UBS-Steuersünder USA reicht Amtshilfegesuch ein

  • Publiziert: 31.08.2009, Aktualisiert: 03.01.2012

WASHINGTON – Die USA reicht in Sachen UBS-Konten ein Amtshilfegesuch bei der Eidg. Steuerverwaltung ein. Die haben jetzt ein Jahr Zeit das Gesuch zu bearbeiten.

Die amerikanische Steuerbehörde IRS hat bei der Eidgenössischen Steuerverwaltung (ESTV) ein Amtshilfegesuch eingereicht, das rund 4450 UBS-Konten betrifft. Das teilte das Eidg. Finanzdepartement heute mit.

Das Gesuch betrifft 4450 UBS-Konten und muss gemäss dem Abkommen zwischen der Schweiz und den USA vom 19. August innerhalb eines Jahres bearbeitet sein, wie das Eidg. Finanzdepartement (EFD) heute mitteilte. Die Steuerverwaltung behandelt deshalb das Amtshilfegesuch beschleunigt.

Die dafür eingesetzte Projektorganisation nimmt ihre Arbeiten auf.
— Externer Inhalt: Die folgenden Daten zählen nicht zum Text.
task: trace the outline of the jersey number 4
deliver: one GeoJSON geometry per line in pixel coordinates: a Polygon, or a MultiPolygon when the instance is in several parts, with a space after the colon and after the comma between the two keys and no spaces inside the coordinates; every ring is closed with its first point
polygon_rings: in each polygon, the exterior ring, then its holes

Sie setzt sich aus rund 40 Juristen und Steuerspezialisten zusammen, welche die «hoheitlichen Kernaufgaben, insbesondere den Erlass der Schlussverfügungen» besorgen.

Die Steuerverwaltung muss innerhalb von 90 Tagen in den ersten 500 Fällen eine Schlussverfügung über die Herausgabe der verlangten Informationen erlassen. Für alle übrigen Schlussverfügungen gilt eine Frist von 360 Tagen.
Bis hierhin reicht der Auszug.